Intercontinental Cup 2019: Coach Igor Stimac makes 'long-term' gains for India despite disappointing defeat to DPR Korea
India lost the Intercontinental Cup tie to DPR Korea by the margin of 2-5 but the match helped coach Igor Stimac to get a better idea of his side's strengths.
India took on DPR Korea in their second match of Intercontinental Cup 2019 with two different sets of goals – short-term and long-term.
New coach Igor Stimac has been quite trigger-happy as far as the changes are concerned in the starting line-up of the Indian side in all the competitive matches that the side has played under the new Croatian gaffer.
Twenty-eight changes had been made by Stimac including the starting line-up against the Korean side. There are no hidden agendas. For Stimac, the ultimate target is the upcoming World Cup qualifiers that begin in September this year, as he tries to find the perfect team and squad for more valuable matches.
Twenty-eight goals were conceded by the North Korean side in their last seven international games before they met India at the TransStadia Arena in Ahmedabad on Saturday. They lost the tournament opener against Syria by a margin of 2-5.

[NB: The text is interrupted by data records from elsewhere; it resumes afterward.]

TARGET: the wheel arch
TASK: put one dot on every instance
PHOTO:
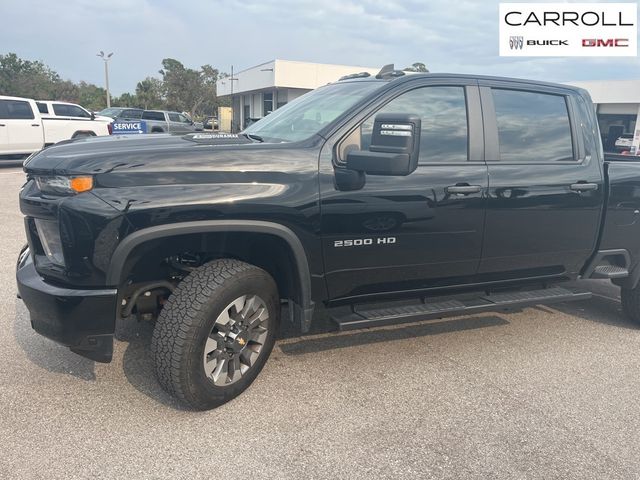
(301, 310)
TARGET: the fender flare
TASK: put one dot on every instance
(303, 312)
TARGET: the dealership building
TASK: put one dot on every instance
(259, 90)
(618, 105)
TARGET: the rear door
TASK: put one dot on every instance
(545, 188)
(22, 127)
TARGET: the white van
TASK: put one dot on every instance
(24, 129)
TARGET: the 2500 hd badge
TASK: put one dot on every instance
(360, 242)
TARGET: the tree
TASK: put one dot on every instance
(186, 89)
(126, 100)
(25, 78)
(417, 67)
(149, 93)
(91, 96)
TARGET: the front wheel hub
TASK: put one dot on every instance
(236, 339)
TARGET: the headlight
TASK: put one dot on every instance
(49, 235)
(61, 185)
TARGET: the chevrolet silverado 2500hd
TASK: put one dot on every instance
(445, 193)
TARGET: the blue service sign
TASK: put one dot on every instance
(136, 126)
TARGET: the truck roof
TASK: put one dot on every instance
(410, 76)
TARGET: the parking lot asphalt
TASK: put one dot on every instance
(543, 392)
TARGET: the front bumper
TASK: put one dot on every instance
(83, 320)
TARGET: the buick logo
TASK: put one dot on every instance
(515, 43)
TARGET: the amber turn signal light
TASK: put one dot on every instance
(81, 184)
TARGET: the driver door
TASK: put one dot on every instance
(415, 232)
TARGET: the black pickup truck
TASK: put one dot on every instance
(386, 199)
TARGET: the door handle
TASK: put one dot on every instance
(463, 189)
(583, 187)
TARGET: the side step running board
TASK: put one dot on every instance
(362, 316)
(609, 271)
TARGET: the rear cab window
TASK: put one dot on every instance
(16, 110)
(42, 107)
(532, 126)
(153, 115)
(64, 110)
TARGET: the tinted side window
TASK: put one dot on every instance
(443, 110)
(150, 115)
(532, 127)
(15, 109)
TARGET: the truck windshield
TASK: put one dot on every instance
(307, 115)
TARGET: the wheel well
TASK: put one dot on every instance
(148, 262)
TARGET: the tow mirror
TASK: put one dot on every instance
(394, 149)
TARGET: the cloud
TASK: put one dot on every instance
(448, 36)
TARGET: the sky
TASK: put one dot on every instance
(458, 36)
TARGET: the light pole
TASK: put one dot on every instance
(106, 59)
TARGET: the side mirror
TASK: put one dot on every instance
(394, 149)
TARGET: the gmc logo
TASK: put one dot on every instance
(609, 42)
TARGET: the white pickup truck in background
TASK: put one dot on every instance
(27, 126)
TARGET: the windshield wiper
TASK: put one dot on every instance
(252, 136)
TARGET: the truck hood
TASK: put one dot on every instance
(98, 155)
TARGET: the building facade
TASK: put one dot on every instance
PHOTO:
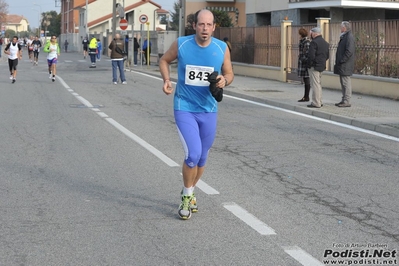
(261, 13)
(16, 23)
(100, 13)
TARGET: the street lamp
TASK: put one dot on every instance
(39, 20)
(40, 15)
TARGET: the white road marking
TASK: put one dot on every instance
(121, 128)
(316, 118)
(302, 256)
(206, 188)
(300, 114)
(143, 143)
(249, 219)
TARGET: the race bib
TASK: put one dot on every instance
(197, 75)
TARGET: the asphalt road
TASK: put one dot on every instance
(90, 174)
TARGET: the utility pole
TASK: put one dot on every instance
(86, 18)
(182, 23)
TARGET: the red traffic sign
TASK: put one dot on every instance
(123, 24)
(143, 19)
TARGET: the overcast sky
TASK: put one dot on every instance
(31, 9)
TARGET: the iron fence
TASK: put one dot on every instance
(377, 46)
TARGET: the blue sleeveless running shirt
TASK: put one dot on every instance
(195, 64)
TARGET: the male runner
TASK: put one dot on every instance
(14, 52)
(53, 50)
(36, 44)
(195, 109)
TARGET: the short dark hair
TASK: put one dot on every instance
(303, 32)
(197, 13)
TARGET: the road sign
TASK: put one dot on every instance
(143, 19)
(123, 24)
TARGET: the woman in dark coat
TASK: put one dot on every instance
(302, 62)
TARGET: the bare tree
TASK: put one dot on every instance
(3, 10)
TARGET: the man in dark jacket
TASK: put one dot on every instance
(317, 58)
(345, 63)
(117, 46)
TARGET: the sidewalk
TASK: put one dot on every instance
(367, 112)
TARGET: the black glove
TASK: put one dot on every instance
(217, 93)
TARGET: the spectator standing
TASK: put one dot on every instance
(14, 52)
(136, 47)
(117, 47)
(37, 44)
(66, 43)
(99, 49)
(317, 58)
(93, 52)
(200, 56)
(147, 51)
(1, 44)
(303, 73)
(345, 63)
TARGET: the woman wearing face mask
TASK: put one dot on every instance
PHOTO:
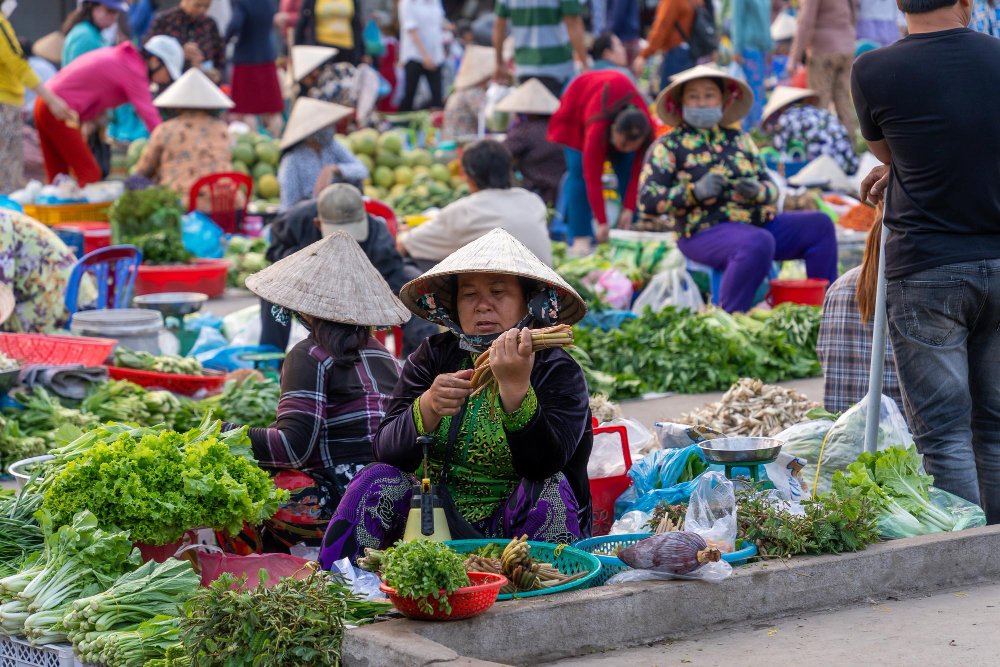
(513, 457)
(83, 27)
(311, 159)
(602, 117)
(708, 179)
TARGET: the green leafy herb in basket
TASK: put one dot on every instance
(422, 569)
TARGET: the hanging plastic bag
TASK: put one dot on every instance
(711, 511)
(669, 288)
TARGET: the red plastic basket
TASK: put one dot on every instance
(207, 276)
(809, 292)
(49, 349)
(188, 385)
(465, 602)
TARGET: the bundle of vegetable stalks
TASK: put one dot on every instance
(560, 335)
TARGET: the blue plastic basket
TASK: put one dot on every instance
(566, 559)
(612, 565)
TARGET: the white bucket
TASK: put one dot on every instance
(135, 328)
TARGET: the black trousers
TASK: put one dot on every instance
(415, 70)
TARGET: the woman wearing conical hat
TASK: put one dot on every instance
(706, 180)
(335, 384)
(192, 144)
(513, 457)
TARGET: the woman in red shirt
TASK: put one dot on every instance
(602, 118)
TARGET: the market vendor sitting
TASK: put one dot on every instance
(801, 131)
(514, 458)
(192, 144)
(707, 179)
(335, 384)
(311, 158)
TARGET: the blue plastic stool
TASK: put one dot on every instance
(114, 269)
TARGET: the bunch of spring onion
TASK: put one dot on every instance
(79, 560)
(558, 336)
(153, 590)
(20, 534)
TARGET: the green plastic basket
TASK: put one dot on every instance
(569, 560)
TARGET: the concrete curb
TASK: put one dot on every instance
(599, 619)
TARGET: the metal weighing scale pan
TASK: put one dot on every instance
(741, 450)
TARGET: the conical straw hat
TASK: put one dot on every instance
(479, 63)
(783, 96)
(6, 302)
(530, 97)
(193, 90)
(823, 172)
(668, 103)
(50, 47)
(310, 116)
(333, 280)
(305, 59)
(496, 252)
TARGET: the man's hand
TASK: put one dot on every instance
(193, 54)
(511, 361)
(445, 398)
(874, 184)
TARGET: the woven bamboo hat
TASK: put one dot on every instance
(310, 116)
(305, 59)
(50, 47)
(784, 96)
(479, 63)
(737, 95)
(6, 302)
(530, 97)
(193, 90)
(496, 252)
(333, 280)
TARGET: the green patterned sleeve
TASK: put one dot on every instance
(517, 420)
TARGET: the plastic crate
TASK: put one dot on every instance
(55, 350)
(16, 652)
(207, 276)
(186, 385)
(53, 215)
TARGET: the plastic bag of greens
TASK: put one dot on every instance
(966, 515)
(843, 441)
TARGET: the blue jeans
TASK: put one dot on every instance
(944, 327)
(579, 217)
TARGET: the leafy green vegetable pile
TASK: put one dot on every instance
(246, 257)
(151, 220)
(676, 350)
(156, 484)
(297, 622)
(145, 361)
(422, 569)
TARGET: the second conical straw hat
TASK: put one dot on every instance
(333, 280)
(193, 90)
(530, 97)
(496, 252)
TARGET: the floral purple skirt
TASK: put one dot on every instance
(373, 513)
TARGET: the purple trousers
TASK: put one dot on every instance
(744, 253)
(374, 509)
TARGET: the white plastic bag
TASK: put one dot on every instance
(711, 512)
(669, 288)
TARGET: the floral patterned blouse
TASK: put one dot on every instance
(36, 264)
(679, 158)
(816, 132)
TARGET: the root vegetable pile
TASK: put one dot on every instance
(753, 409)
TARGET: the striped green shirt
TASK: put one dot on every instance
(541, 41)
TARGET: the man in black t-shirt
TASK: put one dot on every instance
(929, 107)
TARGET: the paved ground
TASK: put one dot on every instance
(952, 628)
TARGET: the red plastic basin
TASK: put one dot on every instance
(207, 276)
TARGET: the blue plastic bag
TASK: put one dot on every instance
(201, 236)
(654, 480)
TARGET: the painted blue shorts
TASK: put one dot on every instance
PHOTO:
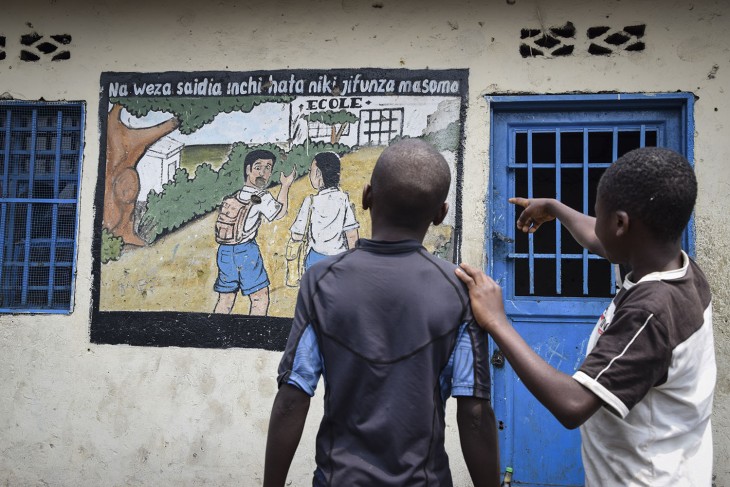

Last year, India defeated Kenya in the final of the same tournament and have the weight of being the defending champions on their shoulders. After losing the first match 2-4 against Tajikistan, they needed to win this one to make their way to the final a rosy path but it couldn’t be as they lost 2-5 on the night.
They are still not out of the tournament’s race. A win against Syria in the next game and a win for Tajikistan in the next match against Korea with desirable margins could still push India’s boat to the bank but that will be wishful thinking.
The gain from the match for India coach Stimac, however, doesn’t seem to be wishful thinking. After a horrible defensive performance against Tajikistan, the Indian side witnessed a host of changes; nine in total, including a clear shaving off the defense line. Amrinder Singh replaced Gurpreet Singh Sandhu in the goal while Jerry Lalrinzuala, Subhasish Bose, Sandesh Jhingan and Pritam Kotal started the match replacing Mandar Rao Dessai, Narender Gahlot, Adil Khan and Rahul Bheke.
The focus was clearly on sending a riper defensive back-line, however, the crucial decision to keep Anirudh Thapa, Sahal Abdul Samad, Udanta Singh and impressive Lallianzuala Chhangte on the bench clearly indicated that the aim still was the ‘long-term’.
If the first-half against Tajikistan was about Chhetri’s brilliance and India’s dominance as they took a 2-0 lead to the half-time before capitulating in the second half, the first 45 minutes against North Korea showed no mercy to the local fans.
The visiting side was 3-0 up at the midway break with captain Jong Il-gwan scoring two goals. The Koreans who are generally known for playing narrow formations took advantage of lack of pace on Indian flanks as they attacked with a high line defence and with the fullbacks creating pressure on the Indian midfield and defence.
Schoolboy errors from young Amarjit Singh Kiyam and others in and around India’s 18-yard box allowed Koreans to dictate terms. First goal of the match came from a set-piece as Jong converted a direct free-kick from outside the box. One goal led to numerous lapses of concentration on part of India defenders as Sim Hyon Jin cut past Sandesh Jinghan and sleeping Pritam Kotal to score the second.
Jong headed another one past ordinary-looking Amrinder to score the third goal of the first half before Jhingan was forcefully substituted for a hamstring issue. The defender did not start the last game with a minor niggle.
“I forced myself into the game and it was a wrong decision and I take full responsibility,” Jhingan said after the match.
Stimac finds ‘long-term’ solution
Despite the result, the second half showed a glimpse of things to come. Chhangte and Udanta, who replaced Brandon Fernandes and Manvir Singh, quickly lit up the atmosphere with their pace and darted runs.
With the new additions on the field, Chhetri was provided a new lease of life as he laid off a brilliant ball for Chhangte to pull things back for India with India's first goal.
Thapa and Sahal also made their way to the middle and soon India became a different proposition. They started pressing up higher and started creating more opportunities. The confidence rubbed off on other players as Rowling Borges, who was completely anonymous in the first half, started winning balls in the midfield.
Defensive errors did not leave India’s back, however, as they leaked two more in the second half. Individual errors and lack of focus in some way dominated India’s overall performance and the focus must stay on ironing out those faults.
However, there were a lot of positive for Blue Tigers from the match.
“In the second-half, we started taking responsibility, and created chances. We were dangerous in front of their goal. But it was difficult to keep shape, and go up and down continuously. But I'm proud of the way they played,” Stimac said after the match.
“Now, we know who we have got. What we have and what we don't have. And now we can make plans for future.”
India were a completely different side under former coach Stephen Constantine with direct approach ruling the roost over keeping ball possession and passing on the ball. The approach is different now under Stimac, the ideas are different.
He has made his changes and done his experiments. And now with the ‘long-term’ goals being sufficed, fans would now expect some good ‘short-term’ results.